Prendergast – who will celebrate his 87th birthday next month – has enjoyed a glittering training career since first taking out a licence in 1963, enjoying eight Classic victories in his native Ireland and a British Classic success with Nebbiolo in the 2000 Guineas 42 years ago.
Having impressed in two starts as a juvenile, hopes were high Madhmoon could add to Prendergast’s Classic haul this season, and his staying-on effort when fourth in the 2000 Guineas at Newmarket earned him a tilt at the biggest of them all.
There were doubts beforehand about whether Madhmoon’s stamina would be exposed over the extra half-mile, but after travelling strongly under Chris Hayes, he stuck to his guns admirably to finish a half-length second to Aidan O’Brien’s Anthony Van Dyck.

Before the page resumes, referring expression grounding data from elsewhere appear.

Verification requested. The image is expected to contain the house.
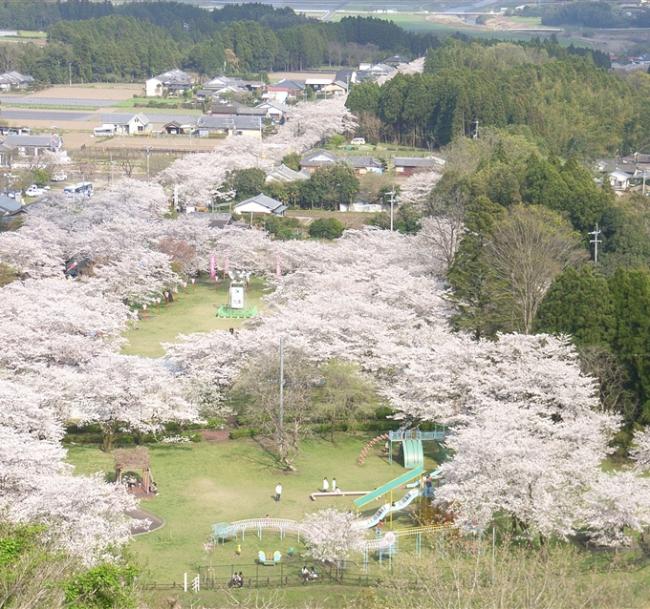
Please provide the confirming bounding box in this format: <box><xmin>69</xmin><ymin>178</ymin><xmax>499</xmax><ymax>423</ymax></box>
<box><xmin>264</xmin><ymin>79</ymin><xmax>305</xmax><ymax>104</ymax></box>
<box><xmin>255</xmin><ymin>101</ymin><xmax>288</xmax><ymax>124</ymax></box>
<box><xmin>383</xmin><ymin>55</ymin><xmax>408</xmax><ymax>67</ymax></box>
<box><xmin>0</xmin><ymin>142</ymin><xmax>14</xmax><ymax>167</ymax></box>
<box><xmin>305</xmin><ymin>78</ymin><xmax>334</xmax><ymax>91</ymax></box>
<box><xmin>356</xmin><ymin>63</ymin><xmax>396</xmax><ymax>82</ymax></box>
<box><xmin>300</xmin><ymin>150</ymin><xmax>382</xmax><ymax>175</ymax></box>
<box><xmin>265</xmin><ymin>164</ymin><xmax>309</xmax><ymax>184</ymax></box>
<box><xmin>145</xmin><ymin>69</ymin><xmax>194</xmax><ymax>97</ymax></box>
<box><xmin>196</xmin><ymin>115</ymin><xmax>262</xmax><ymax>139</ymax></box>
<box><xmin>0</xmin><ymin>192</ymin><xmax>25</xmax><ymax>225</ymax></box>
<box><xmin>210</xmin><ymin>100</ymin><xmax>267</xmax><ymax>118</ymax></box>
<box><xmin>394</xmin><ymin>157</ymin><xmax>439</xmax><ymax>176</ymax></box>
<box><xmin>233</xmin><ymin>193</ymin><xmax>286</xmax><ymax>216</ymax></box>
<box><xmin>0</xmin><ymin>126</ymin><xmax>30</xmax><ymax>136</ymax></box>
<box><xmin>300</xmin><ymin>150</ymin><xmax>338</xmax><ymax>173</ymax></box>
<box><xmin>162</xmin><ymin>121</ymin><xmax>195</xmax><ymax>135</ymax></box>
<box><xmin>1</xmin><ymin>134</ymin><xmax>63</xmax><ymax>164</ymax></box>
<box><xmin>346</xmin><ymin>156</ymin><xmax>383</xmax><ymax>175</ymax></box>
<box><xmin>335</xmin><ymin>69</ymin><xmax>359</xmax><ymax>86</ymax></box>
<box><xmin>609</xmin><ymin>170</ymin><xmax>633</xmax><ymax>191</ymax></box>
<box><xmin>339</xmin><ymin>200</ymin><xmax>385</xmax><ymax>213</ymax></box>
<box><xmin>203</xmin><ymin>75</ymin><xmax>265</xmax><ymax>92</ymax></box>
<box><xmin>98</xmin><ymin>114</ymin><xmax>151</xmax><ymax>136</ymax></box>
<box><xmin>0</xmin><ymin>71</ymin><xmax>34</xmax><ymax>91</ymax></box>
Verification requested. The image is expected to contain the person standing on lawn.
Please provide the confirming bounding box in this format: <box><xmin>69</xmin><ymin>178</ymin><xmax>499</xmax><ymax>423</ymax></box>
<box><xmin>275</xmin><ymin>482</ymin><xmax>283</xmax><ymax>502</ymax></box>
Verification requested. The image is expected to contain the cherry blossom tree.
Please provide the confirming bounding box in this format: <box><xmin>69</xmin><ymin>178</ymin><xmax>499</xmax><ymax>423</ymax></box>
<box><xmin>302</xmin><ymin>509</ymin><xmax>365</xmax><ymax>564</ymax></box>
<box><xmin>0</xmin><ymin>279</ymin><xmax>131</xmax><ymax>371</ymax></box>
<box><xmin>0</xmin><ymin>420</ymin><xmax>135</xmax><ymax>566</ymax></box>
<box><xmin>0</xmin><ymin>218</ymin><xmax>67</xmax><ymax>280</ymax></box>
<box><xmin>631</xmin><ymin>427</ymin><xmax>650</xmax><ymax>471</ymax></box>
<box><xmin>73</xmin><ymin>354</ymin><xmax>197</xmax><ymax>450</ymax></box>
<box><xmin>580</xmin><ymin>471</ymin><xmax>650</xmax><ymax>546</ymax></box>
<box><xmin>0</xmin><ymin>378</ymin><xmax>63</xmax><ymax>441</ymax></box>
<box><xmin>90</xmin><ymin>249</ymin><xmax>180</xmax><ymax>307</ymax></box>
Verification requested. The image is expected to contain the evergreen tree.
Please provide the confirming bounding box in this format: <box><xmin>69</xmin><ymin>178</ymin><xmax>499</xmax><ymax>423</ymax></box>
<box><xmin>536</xmin><ymin>265</ymin><xmax>614</xmax><ymax>346</ymax></box>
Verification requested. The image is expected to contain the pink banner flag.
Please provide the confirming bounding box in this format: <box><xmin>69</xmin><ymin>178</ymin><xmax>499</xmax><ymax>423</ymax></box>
<box><xmin>276</xmin><ymin>255</ymin><xmax>281</xmax><ymax>278</ymax></box>
<box><xmin>209</xmin><ymin>254</ymin><xmax>216</xmax><ymax>280</ymax></box>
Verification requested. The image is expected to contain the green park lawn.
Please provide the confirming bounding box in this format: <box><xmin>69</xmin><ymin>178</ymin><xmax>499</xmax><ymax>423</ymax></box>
<box><xmin>66</xmin><ymin>436</ymin><xmax>436</xmax><ymax>594</ymax></box>
<box><xmin>121</xmin><ymin>278</ymin><xmax>267</xmax><ymax>358</ymax></box>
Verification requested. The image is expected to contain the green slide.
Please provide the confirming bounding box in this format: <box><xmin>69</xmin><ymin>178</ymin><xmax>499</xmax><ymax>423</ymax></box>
<box><xmin>354</xmin><ymin>464</ymin><xmax>424</xmax><ymax>509</ymax></box>
<box><xmin>401</xmin><ymin>439</ymin><xmax>424</xmax><ymax>469</ymax></box>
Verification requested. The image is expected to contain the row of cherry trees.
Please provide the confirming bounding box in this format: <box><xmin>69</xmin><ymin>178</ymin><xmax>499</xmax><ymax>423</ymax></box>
<box><xmin>1</xmin><ymin>88</ymin><xmax>649</xmax><ymax>565</ymax></box>
<box><xmin>165</xmin><ymin>223</ymin><xmax>650</xmax><ymax>546</ymax></box>
<box><xmin>0</xmin><ymin>95</ymin><xmax>361</xmax><ymax>564</ymax></box>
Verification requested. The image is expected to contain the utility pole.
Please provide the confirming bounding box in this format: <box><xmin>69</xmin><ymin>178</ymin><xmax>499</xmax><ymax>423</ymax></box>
<box><xmin>279</xmin><ymin>337</ymin><xmax>284</xmax><ymax>455</ymax></box>
<box><xmin>471</xmin><ymin>118</ymin><xmax>479</xmax><ymax>140</ymax></box>
<box><xmin>389</xmin><ymin>187</ymin><xmax>396</xmax><ymax>232</ymax></box>
<box><xmin>145</xmin><ymin>147</ymin><xmax>151</xmax><ymax>180</ymax></box>
<box><xmin>589</xmin><ymin>223</ymin><xmax>602</xmax><ymax>264</ymax></box>
<box><xmin>68</xmin><ymin>62</ymin><xmax>72</xmax><ymax>86</ymax></box>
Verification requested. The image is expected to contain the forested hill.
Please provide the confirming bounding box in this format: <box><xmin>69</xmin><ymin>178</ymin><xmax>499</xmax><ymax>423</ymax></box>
<box><xmin>346</xmin><ymin>38</ymin><xmax>647</xmax><ymax>157</ymax></box>
<box><xmin>0</xmin><ymin>1</ymin><xmax>440</xmax><ymax>82</ymax></box>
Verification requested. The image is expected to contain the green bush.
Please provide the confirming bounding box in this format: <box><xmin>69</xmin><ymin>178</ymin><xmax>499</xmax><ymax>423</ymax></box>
<box><xmin>308</xmin><ymin>218</ymin><xmax>344</xmax><ymax>240</ymax></box>
<box><xmin>229</xmin><ymin>427</ymin><xmax>257</xmax><ymax>439</ymax></box>
<box><xmin>261</xmin><ymin>215</ymin><xmax>304</xmax><ymax>240</ymax></box>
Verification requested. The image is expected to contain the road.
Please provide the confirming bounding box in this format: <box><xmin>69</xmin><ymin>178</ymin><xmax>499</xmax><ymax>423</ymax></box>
<box><xmin>0</xmin><ymin>109</ymin><xmax>199</xmax><ymax>124</ymax></box>
<box><xmin>1</xmin><ymin>109</ymin><xmax>95</xmax><ymax>122</ymax></box>
<box><xmin>0</xmin><ymin>95</ymin><xmax>116</xmax><ymax>107</ymax></box>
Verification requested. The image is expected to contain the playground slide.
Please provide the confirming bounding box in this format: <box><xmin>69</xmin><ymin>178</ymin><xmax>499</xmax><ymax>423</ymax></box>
<box><xmin>401</xmin><ymin>439</ymin><xmax>424</xmax><ymax>469</ymax></box>
<box><xmin>354</xmin><ymin>464</ymin><xmax>424</xmax><ymax>509</ymax></box>
<box><xmin>353</xmin><ymin>488</ymin><xmax>421</xmax><ymax>530</ymax></box>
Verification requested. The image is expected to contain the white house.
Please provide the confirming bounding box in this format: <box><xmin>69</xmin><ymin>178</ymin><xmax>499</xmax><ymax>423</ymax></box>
<box><xmin>98</xmin><ymin>114</ymin><xmax>151</xmax><ymax>136</ymax></box>
<box><xmin>255</xmin><ymin>101</ymin><xmax>288</xmax><ymax>124</ymax></box>
<box><xmin>145</xmin><ymin>69</ymin><xmax>194</xmax><ymax>97</ymax></box>
<box><xmin>233</xmin><ymin>193</ymin><xmax>286</xmax><ymax>216</ymax></box>
<box><xmin>0</xmin><ymin>71</ymin><xmax>34</xmax><ymax>91</ymax></box>
<box><xmin>609</xmin><ymin>170</ymin><xmax>633</xmax><ymax>191</ymax></box>
<box><xmin>1</xmin><ymin>134</ymin><xmax>63</xmax><ymax>165</ymax></box>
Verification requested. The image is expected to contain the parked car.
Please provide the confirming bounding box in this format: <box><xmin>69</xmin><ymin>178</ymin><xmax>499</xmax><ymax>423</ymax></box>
<box><xmin>51</xmin><ymin>171</ymin><xmax>68</xmax><ymax>182</ymax></box>
<box><xmin>350</xmin><ymin>137</ymin><xmax>366</xmax><ymax>145</ymax></box>
<box><xmin>25</xmin><ymin>184</ymin><xmax>45</xmax><ymax>197</ymax></box>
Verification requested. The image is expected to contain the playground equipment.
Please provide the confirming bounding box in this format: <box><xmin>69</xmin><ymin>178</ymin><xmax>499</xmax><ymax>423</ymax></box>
<box><xmin>357</xmin><ymin>433</ymin><xmax>389</xmax><ymax>465</ymax></box>
<box><xmin>387</xmin><ymin>428</ymin><xmax>447</xmax><ymax>467</ymax></box>
<box><xmin>352</xmin><ymin>466</ymin><xmax>443</xmax><ymax>529</ymax></box>
<box><xmin>257</xmin><ymin>550</ymin><xmax>282</xmax><ymax>566</ymax></box>
<box><xmin>353</xmin><ymin>464</ymin><xmax>424</xmax><ymax>509</ymax></box>
<box><xmin>310</xmin><ymin>489</ymin><xmax>370</xmax><ymax>501</ymax></box>
<box><xmin>353</xmin><ymin>488</ymin><xmax>421</xmax><ymax>529</ymax></box>
<box><xmin>213</xmin><ymin>518</ymin><xmax>308</xmax><ymax>544</ymax></box>
<box><xmin>217</xmin><ymin>270</ymin><xmax>257</xmax><ymax>319</ymax></box>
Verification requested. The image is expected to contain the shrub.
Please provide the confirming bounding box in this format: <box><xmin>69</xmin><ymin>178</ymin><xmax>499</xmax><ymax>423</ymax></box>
<box><xmin>308</xmin><ymin>218</ymin><xmax>344</xmax><ymax>240</ymax></box>
<box><xmin>229</xmin><ymin>427</ymin><xmax>257</xmax><ymax>439</ymax></box>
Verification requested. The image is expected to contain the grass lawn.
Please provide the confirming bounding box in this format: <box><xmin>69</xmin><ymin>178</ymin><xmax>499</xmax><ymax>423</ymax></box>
<box><xmin>66</xmin><ymin>435</ymin><xmax>439</xmax><ymax>584</ymax></box>
<box><xmin>121</xmin><ymin>278</ymin><xmax>268</xmax><ymax>358</ymax></box>
<box><xmin>115</xmin><ymin>97</ymin><xmax>194</xmax><ymax>109</ymax></box>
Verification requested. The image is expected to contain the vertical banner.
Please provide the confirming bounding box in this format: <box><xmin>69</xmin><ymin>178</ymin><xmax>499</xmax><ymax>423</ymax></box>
<box><xmin>209</xmin><ymin>254</ymin><xmax>216</xmax><ymax>280</ymax></box>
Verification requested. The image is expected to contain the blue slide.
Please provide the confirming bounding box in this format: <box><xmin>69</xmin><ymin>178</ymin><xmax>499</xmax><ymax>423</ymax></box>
<box><xmin>353</xmin><ymin>488</ymin><xmax>421</xmax><ymax>530</ymax></box>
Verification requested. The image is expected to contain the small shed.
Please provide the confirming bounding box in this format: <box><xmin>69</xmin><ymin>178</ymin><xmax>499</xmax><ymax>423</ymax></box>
<box><xmin>114</xmin><ymin>447</ymin><xmax>155</xmax><ymax>495</ymax></box>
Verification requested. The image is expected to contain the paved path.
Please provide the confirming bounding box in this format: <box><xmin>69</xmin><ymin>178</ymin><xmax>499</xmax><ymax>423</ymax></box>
<box><xmin>1</xmin><ymin>109</ymin><xmax>95</xmax><ymax>122</ymax></box>
<box><xmin>128</xmin><ymin>508</ymin><xmax>164</xmax><ymax>535</ymax></box>
<box><xmin>0</xmin><ymin>95</ymin><xmax>116</xmax><ymax>107</ymax></box>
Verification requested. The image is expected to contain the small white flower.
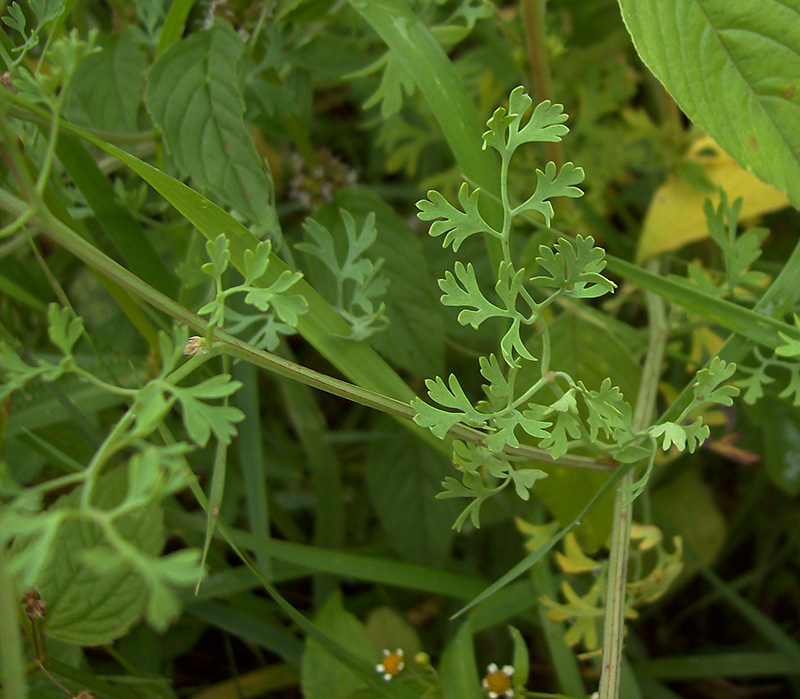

Prendergast said: “We’d loved to have won, but we’re very proud of the horse.
“(My heart) always pumps, but that (finish) made it pump a little bit more. He ran great, we’re happy with him.
“It was a very good ride from Chris Hayes and he did nothing wrong. The best horse won on the day.”
Angus Gold, racing manager to Madhmoon’s owner Sheikh Hamdan Al Maktoum, raised the Irish Derby and the Irish Champion Stakes as potential targets for the son of New Approach.
Gold said: “He stumbled at the bottom of the hill and he (Hayes) had to go a bit earlier than he wanted to.
“I’m thrilled and if you said that was going to be the outcome I would have taken that any day.
“Whether we have to stick to a mile and half or whether we come back to a mile and quarter, let’s see. There are things like the Irish Champion, and the Irish Derby would come into it now.
“I was convinced he wouldn’t stay, so I’m delighted to be proved wrong.”
Hayes said: “I thought he was going to win at one point.
“He stumbled just after the road crossing by Tattenham Corner and that just lit him up. I was in front probably 50 yards sooner than I wanted, but the winner has won well.”
Wayne Lordan was third on the winner’s stablemate, Japan.
He said: “A little bit babyish on the track, but he got it together and came home well. I am delighted with him.”
Fifth home was favourite Sir Dragonet, of whom Ryan Moore said: “He ran a very good race for a horse of his experience. Hopefully he will come on for that.”
Hughie Morrison’s Dante winner Telecaster, like Sir Dragonet supplemented at a cost of £85,000, finished last of the 13 starters.
Morrison said: “He ran flat. He has had three quick races in the spring and it has just caught up with him.”
His rider Oisin Murphy added: “He ran flat. He did everything right before and during the race, he just ran a bit flat.”
A post-race veterinary examination of the New Approach colt failed to reveal any abnormalities, and his trainer’s explanation that he ran flat was noted by the stewards.